В Модерне, при всём его критицизме, есть проблемы с самокритикой, не говоря о самоиронии, но все же есть и защита от срывов. В России этот предохранитель сломан. Здесь испытали на себе (и не только) всю силу темной стороны Модерна, став в этом смысле «гиперсовременными». Но вместе с тем и «недосовременными»: позитивная работа Нового времени, связанная с обновлением и свободой, законом и правом, наоборот, осталась недоделанной, вплоть до рудиментов немыслимой архаики. Поэтому и выход из тоталитаризма у нас такой затяжной, частичный и обратимый. Мы вызывающе игнорируем рекомендации сэра Уинстона Черчилля: «Если вам нужно пройти сквозь ад, проходите не останавливаясь». (Ср. у Василия Мельниченко, уральского фермера, члена КГИ, эсквайра: «Страшно не то, что страна в заднице, страшно то, что она там обустраивается»).

Временной разрыв в сознании рождает опасный гибрид. Тёмные люди, корча из себя мировых джедаев, начинают размахивать «световыми мечами», пугать себя и всех радиоактивным пеплом, забывая пахать и строить, не говоря о законе, праве, справедливости и свободе, о своём и чужом достоинстве. Тот же фермер: «Россия производит впечатление великой державы — и больше ничего не производит». Новейшие техники манипуляции массами накладываются на ритуалы и мифологию островных аборигенов. Средства массового поражения сознания плюс ядерный потенциал, Верхняя Вольта с гранатой.
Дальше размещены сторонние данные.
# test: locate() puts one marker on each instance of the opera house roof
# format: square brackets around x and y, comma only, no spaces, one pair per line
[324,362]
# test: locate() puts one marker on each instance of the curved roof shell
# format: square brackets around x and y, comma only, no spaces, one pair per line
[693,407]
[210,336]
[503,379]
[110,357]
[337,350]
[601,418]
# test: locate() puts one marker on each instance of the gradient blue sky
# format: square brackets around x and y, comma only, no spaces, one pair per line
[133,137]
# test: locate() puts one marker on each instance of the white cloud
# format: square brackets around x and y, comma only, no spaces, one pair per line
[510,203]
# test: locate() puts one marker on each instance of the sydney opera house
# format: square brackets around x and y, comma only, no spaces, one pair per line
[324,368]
Мы опять выпадаем из мировой повестки. Модерн не отменён, но стал другим, в том числе войдя в метасистему постмодерна. Теперь ищут уже и выход из постмодерна, явно зажившегося на этом свете со всей своей искусственной, а потому очень ограниченной «органичностью». Но Россия вновь вне времени. Она оставляет при себе худшее, что есть в некритично воспринимаемом Модерне. В условиях кризиса стране уже уготована взвинченная мобилизация с подавлением любых форм самоорганизации людей и процессов.
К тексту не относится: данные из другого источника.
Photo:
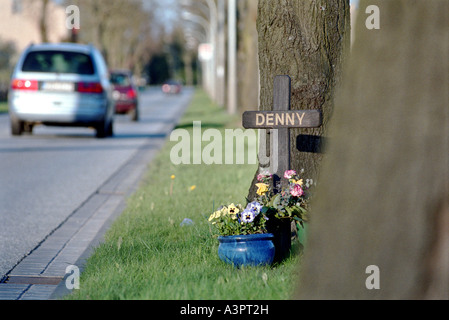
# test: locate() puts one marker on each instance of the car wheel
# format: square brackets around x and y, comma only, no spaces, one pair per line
[17,127]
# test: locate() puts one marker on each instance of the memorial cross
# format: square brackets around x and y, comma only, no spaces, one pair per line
[281,118]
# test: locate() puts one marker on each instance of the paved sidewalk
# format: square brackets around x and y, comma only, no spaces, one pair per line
[41,274]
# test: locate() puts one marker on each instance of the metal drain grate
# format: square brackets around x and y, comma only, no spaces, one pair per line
[35,280]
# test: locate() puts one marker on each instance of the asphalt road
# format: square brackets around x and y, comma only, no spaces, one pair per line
[47,176]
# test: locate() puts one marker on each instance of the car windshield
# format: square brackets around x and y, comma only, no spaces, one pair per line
[120,79]
[58,62]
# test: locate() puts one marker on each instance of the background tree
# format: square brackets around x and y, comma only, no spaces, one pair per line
[126,31]
[306,40]
[384,189]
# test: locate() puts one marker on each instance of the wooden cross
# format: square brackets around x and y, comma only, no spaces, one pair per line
[281,118]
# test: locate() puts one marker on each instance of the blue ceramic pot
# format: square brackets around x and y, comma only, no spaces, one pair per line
[247,250]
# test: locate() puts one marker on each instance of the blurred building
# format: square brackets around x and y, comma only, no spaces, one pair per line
[19,22]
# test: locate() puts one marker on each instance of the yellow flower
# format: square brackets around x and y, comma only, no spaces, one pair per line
[262,188]
[215,215]
[233,210]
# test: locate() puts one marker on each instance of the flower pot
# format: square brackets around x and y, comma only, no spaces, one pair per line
[247,250]
[282,232]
Провалив попытку доделать работу Модерна, мы теперь падаем сквозь непрожитое толком Новое время назад, в какое-то уже вовсе не новое, доисторическое прошлое. Мракобесие и эпидемия запретов заставляют думать о Средневековье как о светлом времени поисков духа, цеховых свобод и университетской автономии. Не найдя места в глобальном мире, страна компенсирует провал изоляционизмом и круговой агрессией.

Чем больше ада во внешнем мире показывает телевизор, тем хуже ожидания уготованного нам здесь. Запад, породивший Модерн, но и смиривший его, опять вызывает в России зависть, реализуемую в уничижении несостоявшегося предмета страсти. Конструкцию описал ещё Марк Твен: «В настоящее время райские чертоги отапливаются радиаторами, соединенными с адом. Муки грешников усугубляются от сознания, что огонь, пожирающий их, одновременно обеспечивает комфорт праведникам».

Рождение постмодерна из духа современности

Затянувшееся разбирательство России с Модерном происходит с отставанием и задним числом, на фоне уже следующего глобального цикла. Постмодерн, пришедший на смену избыточному порядку, уже и сам набивает оскомину кудрявостью и капризами, вечной игрой, имитацией «естественности». Впору искать пути из тупиков постмодернизма, а мы до сих пор не можем ни нормально войти в Новое время, ни выйти из него.

Мир постмодерна опознается по новой эстетике: на место Больших Стилей пришло Большое Бесстилье. Право сочетать все со всем и предаваться радикальной эклектике стало равным и всеобщим. Кризис идеального: все слишком правильное, серьезное, совершенное и законченное под подозрением, фундаментализм нелеп и опасен. Пафос прогресса вызывает иронию и скепсис; история, когда-то насаженная на стрелу времени, объявлена «закрытым проектом».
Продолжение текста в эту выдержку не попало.